Introduction by Juris Lidaka

Bartholomew says: "A dream is a certain disposition of sleeping people, in which the forms and imagined likenesses of various things are impressed upon the minds of the sleepers. They arise many ways, as Gregory [Moralia 5.31 or 22] and Macrobius say about the Somnium Scipioni.  On account of the linking and union of the soul with the flesh, sometimes dispositions and emotions arising from the body resound in the mind itself, because of this attachment of the flesh to the soul. Therefore in dreaming we often intuit the images of such things we are accustomed to see with some frequency while awake.

"Again, in the same place [at chapter 14 he says that] in dreams we see the likenesses of things, of species and bodies, and not the things themselves.   Though it is the species of things we see while dreaming, we call them by the names of these things, and soley on the basis of the likeness we attribute [to these image the properties] of these things.
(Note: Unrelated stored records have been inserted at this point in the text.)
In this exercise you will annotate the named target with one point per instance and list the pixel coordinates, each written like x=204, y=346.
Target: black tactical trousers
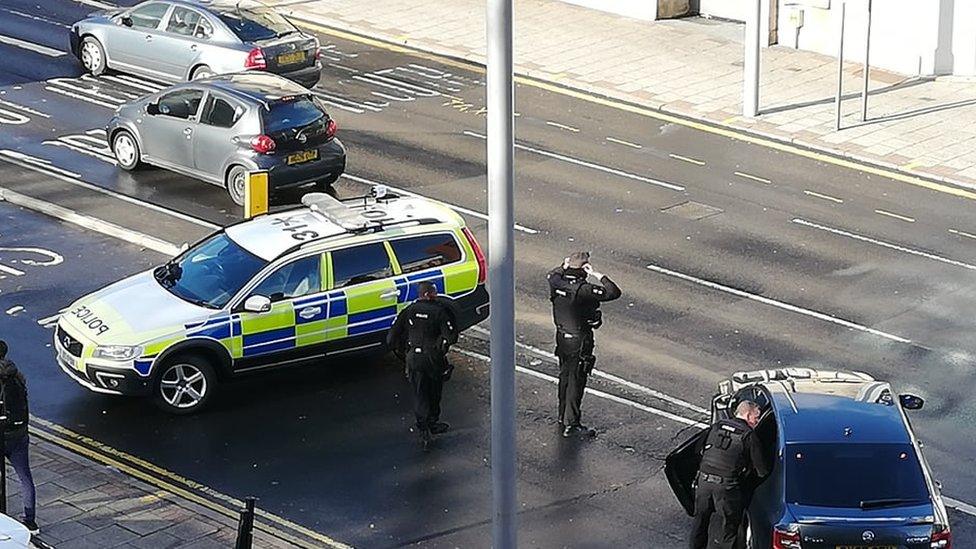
x=726, y=500
x=427, y=389
x=576, y=360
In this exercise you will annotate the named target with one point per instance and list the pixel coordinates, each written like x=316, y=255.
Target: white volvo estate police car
x=324, y=278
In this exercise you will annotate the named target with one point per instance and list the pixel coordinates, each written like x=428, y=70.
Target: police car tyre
x=235, y=182
x=184, y=384
x=125, y=148
x=92, y=56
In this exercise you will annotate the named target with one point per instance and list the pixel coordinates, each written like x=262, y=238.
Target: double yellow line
x=172, y=484
x=721, y=129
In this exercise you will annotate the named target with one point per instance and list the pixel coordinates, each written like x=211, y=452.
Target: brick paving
x=82, y=504
x=693, y=67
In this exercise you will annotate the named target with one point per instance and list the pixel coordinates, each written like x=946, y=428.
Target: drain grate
x=692, y=210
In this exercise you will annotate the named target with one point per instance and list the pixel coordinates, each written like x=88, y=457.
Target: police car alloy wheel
x=92, y=56
x=184, y=384
x=126, y=150
x=236, y=180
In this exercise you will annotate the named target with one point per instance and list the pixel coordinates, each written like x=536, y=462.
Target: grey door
x=129, y=44
x=167, y=136
x=213, y=137
x=177, y=46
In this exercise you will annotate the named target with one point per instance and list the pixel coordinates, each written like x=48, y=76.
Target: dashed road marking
x=587, y=164
x=687, y=159
x=753, y=177
x=833, y=199
x=962, y=233
x=882, y=243
x=562, y=126
x=778, y=304
x=624, y=143
x=37, y=48
x=895, y=216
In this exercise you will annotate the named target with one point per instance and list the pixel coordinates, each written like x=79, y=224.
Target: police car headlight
x=117, y=352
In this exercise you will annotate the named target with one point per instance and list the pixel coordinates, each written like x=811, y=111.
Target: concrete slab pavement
x=693, y=67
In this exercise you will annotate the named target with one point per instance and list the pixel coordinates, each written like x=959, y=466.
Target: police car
x=325, y=278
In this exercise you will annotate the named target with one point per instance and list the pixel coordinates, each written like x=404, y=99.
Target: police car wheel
x=184, y=385
x=235, y=182
x=126, y=150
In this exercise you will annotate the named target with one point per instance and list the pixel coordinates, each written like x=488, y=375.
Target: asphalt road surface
x=732, y=256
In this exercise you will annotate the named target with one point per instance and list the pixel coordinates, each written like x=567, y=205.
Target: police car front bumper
x=117, y=379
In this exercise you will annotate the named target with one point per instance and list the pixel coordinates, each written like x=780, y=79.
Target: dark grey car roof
x=257, y=86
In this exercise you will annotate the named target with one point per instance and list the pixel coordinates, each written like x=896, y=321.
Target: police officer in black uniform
x=731, y=454
x=576, y=313
x=422, y=334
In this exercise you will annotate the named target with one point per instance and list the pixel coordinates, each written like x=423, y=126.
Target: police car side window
x=425, y=252
x=296, y=279
x=360, y=264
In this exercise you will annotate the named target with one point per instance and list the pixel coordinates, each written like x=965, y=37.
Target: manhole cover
x=692, y=210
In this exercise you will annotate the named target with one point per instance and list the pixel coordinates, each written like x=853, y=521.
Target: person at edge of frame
x=576, y=313
x=422, y=335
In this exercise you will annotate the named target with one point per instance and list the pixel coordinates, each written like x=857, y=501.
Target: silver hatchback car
x=179, y=40
x=219, y=128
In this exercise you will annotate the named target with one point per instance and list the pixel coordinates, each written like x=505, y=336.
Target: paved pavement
x=693, y=67
x=86, y=505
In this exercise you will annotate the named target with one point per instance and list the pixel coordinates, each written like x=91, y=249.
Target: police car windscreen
x=854, y=475
x=211, y=273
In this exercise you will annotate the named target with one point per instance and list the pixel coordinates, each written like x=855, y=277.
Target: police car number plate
x=304, y=156
x=291, y=58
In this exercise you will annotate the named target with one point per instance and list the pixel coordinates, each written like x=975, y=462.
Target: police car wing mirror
x=911, y=402
x=257, y=304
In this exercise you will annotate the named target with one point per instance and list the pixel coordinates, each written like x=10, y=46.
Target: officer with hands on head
x=731, y=455
x=422, y=334
x=576, y=313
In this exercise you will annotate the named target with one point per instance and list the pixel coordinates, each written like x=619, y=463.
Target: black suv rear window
x=252, y=25
x=854, y=475
x=425, y=252
x=296, y=114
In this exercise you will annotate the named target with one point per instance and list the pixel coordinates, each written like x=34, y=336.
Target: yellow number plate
x=304, y=156
x=291, y=58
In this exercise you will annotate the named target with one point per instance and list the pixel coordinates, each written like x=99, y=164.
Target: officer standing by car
x=576, y=313
x=730, y=455
x=422, y=334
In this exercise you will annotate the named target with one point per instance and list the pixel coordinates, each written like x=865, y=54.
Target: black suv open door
x=681, y=468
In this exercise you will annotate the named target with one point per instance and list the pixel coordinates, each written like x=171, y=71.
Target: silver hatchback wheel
x=183, y=386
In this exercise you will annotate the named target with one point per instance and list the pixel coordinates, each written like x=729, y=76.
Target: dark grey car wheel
x=93, y=56
x=235, y=182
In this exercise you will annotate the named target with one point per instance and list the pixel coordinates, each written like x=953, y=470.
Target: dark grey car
x=178, y=40
x=218, y=128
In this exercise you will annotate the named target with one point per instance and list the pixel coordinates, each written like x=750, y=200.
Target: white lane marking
x=608, y=376
x=91, y=223
x=778, y=304
x=461, y=209
x=624, y=143
x=962, y=233
x=562, y=126
x=687, y=159
x=884, y=244
x=40, y=165
x=36, y=18
x=896, y=216
x=594, y=392
x=752, y=177
x=10, y=270
x=26, y=109
x=44, y=50
x=960, y=506
x=586, y=164
x=824, y=196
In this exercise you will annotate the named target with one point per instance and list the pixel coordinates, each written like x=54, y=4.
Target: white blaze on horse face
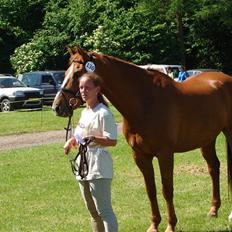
x=90, y=66
x=69, y=75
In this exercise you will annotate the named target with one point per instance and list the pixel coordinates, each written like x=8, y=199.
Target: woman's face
x=88, y=90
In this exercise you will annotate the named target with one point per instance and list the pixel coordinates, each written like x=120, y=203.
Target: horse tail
x=229, y=169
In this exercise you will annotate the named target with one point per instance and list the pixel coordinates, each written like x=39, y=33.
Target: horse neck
x=124, y=85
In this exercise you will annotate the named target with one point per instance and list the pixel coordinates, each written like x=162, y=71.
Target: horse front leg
x=166, y=164
x=146, y=167
x=209, y=154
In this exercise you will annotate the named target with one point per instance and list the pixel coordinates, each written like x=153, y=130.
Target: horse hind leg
x=146, y=167
x=166, y=164
x=228, y=133
x=209, y=154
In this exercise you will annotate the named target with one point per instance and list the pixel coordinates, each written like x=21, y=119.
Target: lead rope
x=68, y=129
x=83, y=168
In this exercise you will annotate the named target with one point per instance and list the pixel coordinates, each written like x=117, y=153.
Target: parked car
x=49, y=81
x=16, y=95
x=163, y=68
x=194, y=72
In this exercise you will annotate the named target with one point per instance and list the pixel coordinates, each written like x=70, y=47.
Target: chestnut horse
x=160, y=117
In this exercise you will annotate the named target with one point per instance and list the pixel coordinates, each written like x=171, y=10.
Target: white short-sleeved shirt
x=98, y=121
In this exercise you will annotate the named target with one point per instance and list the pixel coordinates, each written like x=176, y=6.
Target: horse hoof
x=212, y=213
x=170, y=229
x=152, y=228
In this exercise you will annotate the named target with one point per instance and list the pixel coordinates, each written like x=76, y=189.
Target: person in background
x=182, y=76
x=97, y=125
x=170, y=72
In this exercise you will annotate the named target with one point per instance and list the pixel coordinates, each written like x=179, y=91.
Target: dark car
x=194, y=72
x=16, y=95
x=49, y=81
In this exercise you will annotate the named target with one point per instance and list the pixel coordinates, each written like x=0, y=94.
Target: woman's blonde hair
x=97, y=82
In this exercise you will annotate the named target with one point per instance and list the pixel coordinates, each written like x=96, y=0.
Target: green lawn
x=39, y=193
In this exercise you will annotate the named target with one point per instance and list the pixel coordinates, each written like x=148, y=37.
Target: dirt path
x=34, y=139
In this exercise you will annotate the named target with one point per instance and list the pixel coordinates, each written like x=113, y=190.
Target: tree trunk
x=181, y=37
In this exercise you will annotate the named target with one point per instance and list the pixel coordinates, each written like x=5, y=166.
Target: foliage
x=197, y=33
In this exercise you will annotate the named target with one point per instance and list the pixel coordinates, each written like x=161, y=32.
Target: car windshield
x=10, y=83
x=59, y=77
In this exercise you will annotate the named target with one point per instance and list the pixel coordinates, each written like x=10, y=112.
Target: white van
x=163, y=68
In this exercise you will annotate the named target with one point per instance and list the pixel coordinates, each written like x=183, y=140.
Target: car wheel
x=6, y=105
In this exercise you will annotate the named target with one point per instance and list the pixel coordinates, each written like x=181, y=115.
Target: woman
x=97, y=125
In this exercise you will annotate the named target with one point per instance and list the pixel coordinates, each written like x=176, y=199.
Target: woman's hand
x=69, y=145
x=100, y=140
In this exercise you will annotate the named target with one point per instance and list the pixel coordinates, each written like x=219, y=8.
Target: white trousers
x=97, y=197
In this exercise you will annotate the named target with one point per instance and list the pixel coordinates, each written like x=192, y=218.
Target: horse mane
x=155, y=74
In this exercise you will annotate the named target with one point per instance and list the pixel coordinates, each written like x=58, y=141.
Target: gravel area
x=34, y=139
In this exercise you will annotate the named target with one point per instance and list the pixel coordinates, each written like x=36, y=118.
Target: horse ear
x=70, y=51
x=81, y=51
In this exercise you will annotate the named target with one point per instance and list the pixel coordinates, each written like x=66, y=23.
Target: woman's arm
x=69, y=145
x=102, y=140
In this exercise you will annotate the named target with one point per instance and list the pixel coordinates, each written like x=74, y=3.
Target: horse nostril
x=57, y=108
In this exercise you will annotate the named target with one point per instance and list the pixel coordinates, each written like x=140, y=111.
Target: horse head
x=68, y=98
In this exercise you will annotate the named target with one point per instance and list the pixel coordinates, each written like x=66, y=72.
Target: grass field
x=39, y=193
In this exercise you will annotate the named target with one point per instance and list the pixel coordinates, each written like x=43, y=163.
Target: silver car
x=16, y=95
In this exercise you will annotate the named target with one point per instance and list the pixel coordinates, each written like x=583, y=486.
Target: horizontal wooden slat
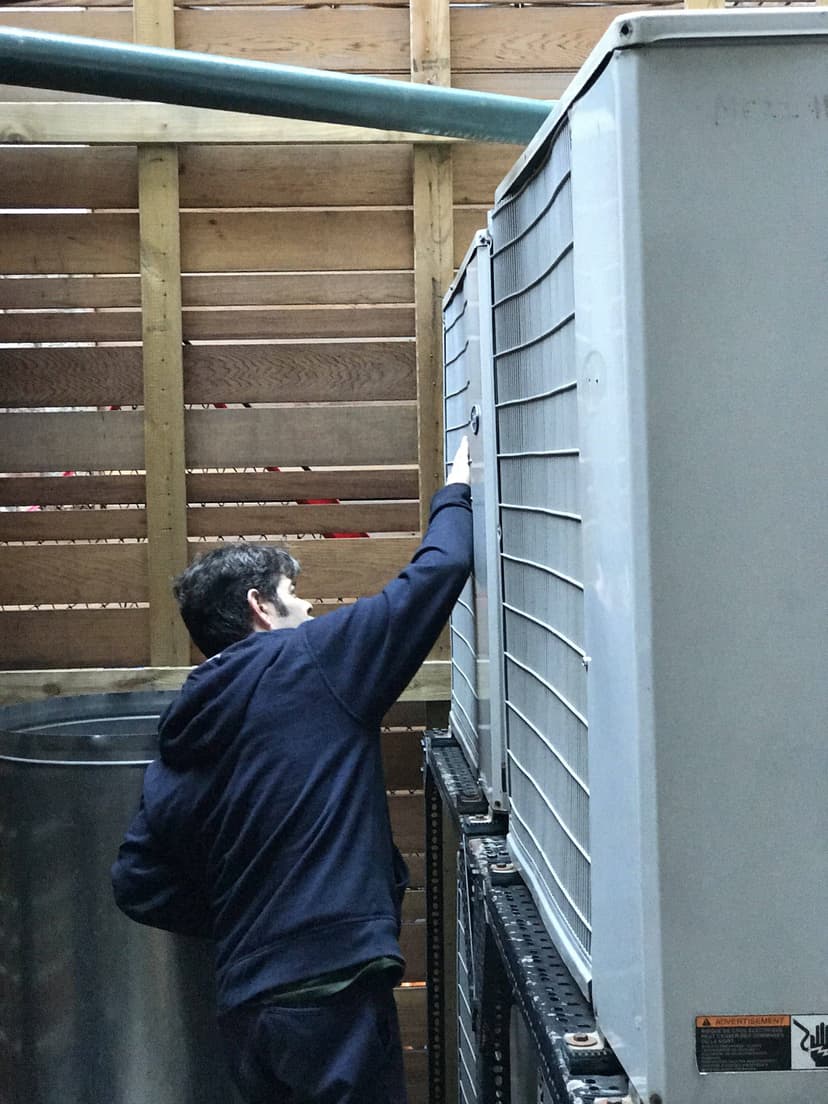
x=534, y=84
x=77, y=490
x=310, y=435
x=104, y=121
x=329, y=435
x=211, y=521
x=331, y=176
x=495, y=38
x=73, y=524
x=72, y=573
x=87, y=441
x=200, y=290
x=80, y=637
x=101, y=177
x=367, y=40
x=371, y=518
x=370, y=40
x=211, y=325
x=212, y=177
x=213, y=487
x=18, y=686
x=284, y=486
x=106, y=573
x=229, y=241
x=301, y=372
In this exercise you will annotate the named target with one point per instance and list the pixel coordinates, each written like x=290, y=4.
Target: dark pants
x=342, y=1050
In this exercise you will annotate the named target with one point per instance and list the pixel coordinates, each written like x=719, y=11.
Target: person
x=264, y=825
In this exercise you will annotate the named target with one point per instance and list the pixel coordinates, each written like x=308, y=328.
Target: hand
x=460, y=465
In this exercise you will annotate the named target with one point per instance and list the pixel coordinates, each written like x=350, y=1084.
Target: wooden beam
x=432, y=682
x=163, y=374
x=433, y=244
x=129, y=124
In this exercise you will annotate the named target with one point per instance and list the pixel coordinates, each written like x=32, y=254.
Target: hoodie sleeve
x=369, y=653
x=152, y=890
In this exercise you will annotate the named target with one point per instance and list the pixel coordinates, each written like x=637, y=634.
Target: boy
x=264, y=825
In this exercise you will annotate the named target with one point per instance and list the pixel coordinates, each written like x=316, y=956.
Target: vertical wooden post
x=163, y=395
x=433, y=244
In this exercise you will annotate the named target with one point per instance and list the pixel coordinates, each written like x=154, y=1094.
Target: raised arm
x=369, y=651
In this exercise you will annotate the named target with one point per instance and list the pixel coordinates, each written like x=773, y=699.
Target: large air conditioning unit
x=654, y=503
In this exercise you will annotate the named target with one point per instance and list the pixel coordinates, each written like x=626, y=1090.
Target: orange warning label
x=742, y=1021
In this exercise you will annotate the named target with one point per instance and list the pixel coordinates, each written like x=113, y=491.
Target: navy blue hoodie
x=264, y=825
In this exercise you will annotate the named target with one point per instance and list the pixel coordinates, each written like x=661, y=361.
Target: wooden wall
x=191, y=298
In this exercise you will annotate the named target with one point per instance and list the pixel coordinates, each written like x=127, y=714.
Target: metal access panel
x=540, y=552
x=699, y=160
x=475, y=623
x=699, y=168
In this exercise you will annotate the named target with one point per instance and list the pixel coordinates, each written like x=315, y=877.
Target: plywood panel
x=294, y=322
x=370, y=40
x=219, y=487
x=304, y=372
x=76, y=637
x=70, y=243
x=63, y=574
x=314, y=436
x=98, y=177
x=72, y=524
x=212, y=325
x=298, y=288
x=57, y=574
x=78, y=490
x=296, y=241
x=203, y=290
x=230, y=241
x=84, y=442
x=295, y=176
x=71, y=326
x=250, y=521
x=91, y=24
x=486, y=38
x=287, y=486
x=40, y=293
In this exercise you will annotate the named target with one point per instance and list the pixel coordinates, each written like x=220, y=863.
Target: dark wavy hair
x=212, y=592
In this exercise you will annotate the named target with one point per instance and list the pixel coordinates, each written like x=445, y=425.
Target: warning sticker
x=741, y=1043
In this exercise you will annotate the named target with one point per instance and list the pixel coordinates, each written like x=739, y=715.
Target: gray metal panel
x=654, y=30
x=541, y=548
x=701, y=268
x=475, y=623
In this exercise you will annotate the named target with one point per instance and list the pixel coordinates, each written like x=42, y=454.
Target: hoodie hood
x=201, y=723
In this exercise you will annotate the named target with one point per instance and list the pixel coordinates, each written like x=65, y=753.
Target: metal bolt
x=582, y=1039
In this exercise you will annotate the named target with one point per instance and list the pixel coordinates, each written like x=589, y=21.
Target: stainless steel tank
x=94, y=1009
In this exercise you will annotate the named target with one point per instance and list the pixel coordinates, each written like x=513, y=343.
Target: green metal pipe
x=177, y=76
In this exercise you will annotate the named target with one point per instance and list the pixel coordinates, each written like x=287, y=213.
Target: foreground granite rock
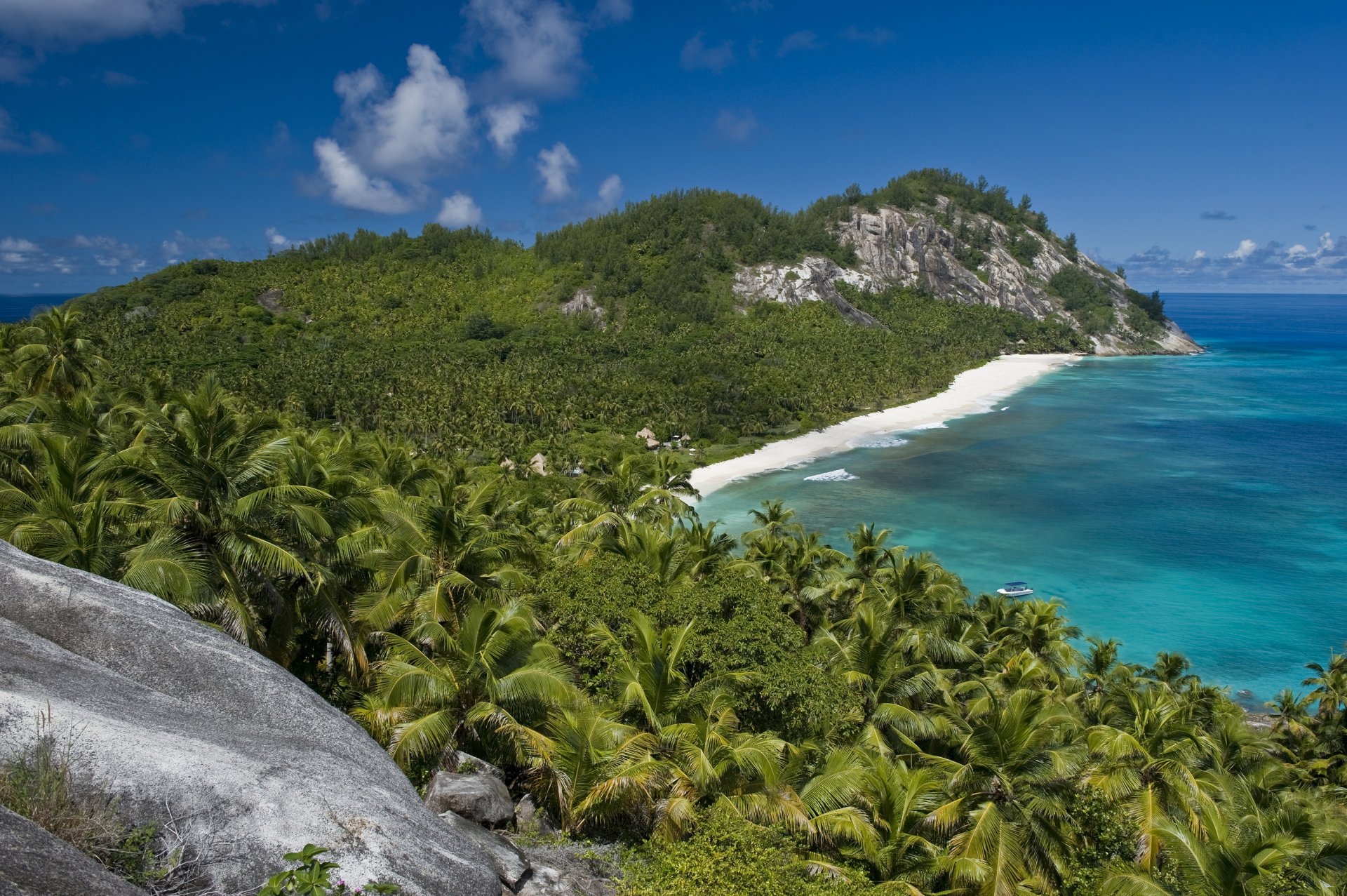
x=175, y=717
x=478, y=798
x=33, y=862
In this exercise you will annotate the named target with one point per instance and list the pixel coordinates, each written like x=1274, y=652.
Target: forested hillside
x=458, y=340
x=765, y=716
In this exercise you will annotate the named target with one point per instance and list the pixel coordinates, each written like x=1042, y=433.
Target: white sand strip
x=972, y=392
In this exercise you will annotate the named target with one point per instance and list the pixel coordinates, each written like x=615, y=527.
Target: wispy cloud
x=184, y=247
x=556, y=166
x=120, y=80
x=1272, y=265
x=798, y=41
x=736, y=126
x=30, y=143
x=697, y=54
x=875, y=36
x=69, y=23
x=610, y=192
x=537, y=44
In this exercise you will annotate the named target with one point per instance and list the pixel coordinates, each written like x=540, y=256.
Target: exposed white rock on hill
x=920, y=250
x=175, y=716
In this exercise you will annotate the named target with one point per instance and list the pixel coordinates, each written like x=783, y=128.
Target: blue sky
x=1198, y=145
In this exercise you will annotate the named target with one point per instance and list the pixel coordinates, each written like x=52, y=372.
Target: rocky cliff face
x=922, y=250
x=177, y=718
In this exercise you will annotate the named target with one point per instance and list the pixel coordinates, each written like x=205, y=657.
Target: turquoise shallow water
x=1194, y=504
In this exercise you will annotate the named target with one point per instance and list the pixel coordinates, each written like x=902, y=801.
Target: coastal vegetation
x=760, y=714
x=464, y=342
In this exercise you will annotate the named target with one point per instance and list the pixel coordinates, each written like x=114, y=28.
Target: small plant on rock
x=311, y=876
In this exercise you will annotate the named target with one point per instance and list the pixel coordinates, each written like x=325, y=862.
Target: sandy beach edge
x=972, y=392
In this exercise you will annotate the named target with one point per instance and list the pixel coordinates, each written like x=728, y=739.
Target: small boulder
x=455, y=761
x=478, y=798
x=33, y=862
x=527, y=817
x=511, y=864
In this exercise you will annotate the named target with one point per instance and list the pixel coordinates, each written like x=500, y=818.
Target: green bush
x=1085, y=297
x=726, y=856
x=38, y=783
x=311, y=876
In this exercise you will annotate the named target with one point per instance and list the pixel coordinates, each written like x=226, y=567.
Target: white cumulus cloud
x=460, y=210
x=556, y=166
x=507, y=120
x=48, y=23
x=537, y=42
x=415, y=133
x=351, y=186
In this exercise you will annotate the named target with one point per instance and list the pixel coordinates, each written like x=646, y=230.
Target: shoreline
x=972, y=392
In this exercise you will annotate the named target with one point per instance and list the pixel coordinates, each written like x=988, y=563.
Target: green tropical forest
x=767, y=714
x=462, y=342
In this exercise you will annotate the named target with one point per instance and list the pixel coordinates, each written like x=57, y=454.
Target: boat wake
x=880, y=441
x=831, y=476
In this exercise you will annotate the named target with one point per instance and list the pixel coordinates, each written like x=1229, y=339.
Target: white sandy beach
x=972, y=392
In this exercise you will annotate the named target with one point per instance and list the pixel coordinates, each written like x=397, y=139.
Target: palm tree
x=210, y=474
x=648, y=676
x=1010, y=810
x=802, y=568
x=707, y=550
x=1238, y=848
x=899, y=802
x=1171, y=669
x=774, y=521
x=484, y=681
x=442, y=549
x=1040, y=629
x=1148, y=751
x=635, y=488
x=709, y=759
x=57, y=357
x=588, y=770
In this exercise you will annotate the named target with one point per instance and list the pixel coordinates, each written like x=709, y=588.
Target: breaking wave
x=831, y=476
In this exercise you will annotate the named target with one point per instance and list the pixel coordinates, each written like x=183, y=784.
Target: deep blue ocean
x=1194, y=504
x=17, y=307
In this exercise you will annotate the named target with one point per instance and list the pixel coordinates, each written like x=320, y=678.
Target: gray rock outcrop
x=166, y=711
x=478, y=798
x=33, y=862
x=920, y=250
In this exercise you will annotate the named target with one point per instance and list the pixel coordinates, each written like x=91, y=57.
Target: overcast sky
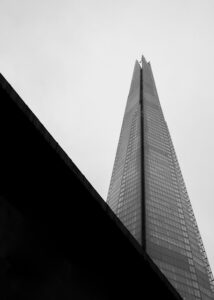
x=72, y=62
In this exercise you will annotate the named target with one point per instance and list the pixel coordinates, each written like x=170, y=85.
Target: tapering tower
x=147, y=192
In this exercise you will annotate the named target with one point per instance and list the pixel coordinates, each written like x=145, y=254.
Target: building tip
x=143, y=60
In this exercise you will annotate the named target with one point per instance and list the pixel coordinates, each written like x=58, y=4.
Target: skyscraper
x=147, y=192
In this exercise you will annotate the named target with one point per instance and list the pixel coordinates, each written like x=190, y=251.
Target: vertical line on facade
x=143, y=208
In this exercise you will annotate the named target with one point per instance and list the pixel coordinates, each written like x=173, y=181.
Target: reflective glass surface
x=124, y=195
x=171, y=236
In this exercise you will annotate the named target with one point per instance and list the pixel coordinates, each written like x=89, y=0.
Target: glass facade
x=124, y=194
x=148, y=193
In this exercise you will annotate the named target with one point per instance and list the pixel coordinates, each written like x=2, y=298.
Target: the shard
x=147, y=192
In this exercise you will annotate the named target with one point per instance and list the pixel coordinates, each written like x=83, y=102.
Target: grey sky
x=72, y=62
When we are awake, we comprehend the forms of things with our senses, but when we are asleep we intuit the images of things with our  spirit."

Original Latin

What's in a dream?
I dream! You dream! We all dream for ice cream! No, wait – that’s not quite right....well, never mind.

We do all dream, and we all know that sometimes dreams are wholly imaginary. Other times they show what we wish to see. Yet other times they may be prophetic (but let’s not get too excited by those dream “interpretation” books by check-outs in grocery stores.)

If you have a dog, you know that dogs dream, too – their legs move and they make sounds like they do when they're awake. And didn’t Bogie say the dingus was “the stuff that dreams are made of” ?

dingus: 1940s slang for "thing". In the film "The Maltese Falcon" it refers to a statuette that crooks killed for in the belief that it was the "Falcon."

Except for what Bogie meant by “dreams,” all the rest was well-known to Bartholomew. But he was concerned to explain more than just how or why dogs dream. He also wanted to make explicit the great variety of causes of dreams, natural and supernatural. Dreams could be caused by demons, by divine inspiration, by desires, or by bodily ailments.

And he wanted to make sure his readers understood that though occasionally dreams could mean something, more often they meant absolutely nothing. How did he know? Well, he tells us who told him! And if you can’t trust the Bible, St. Augustine, Constantine the African, and Aristotle, whom can you trust?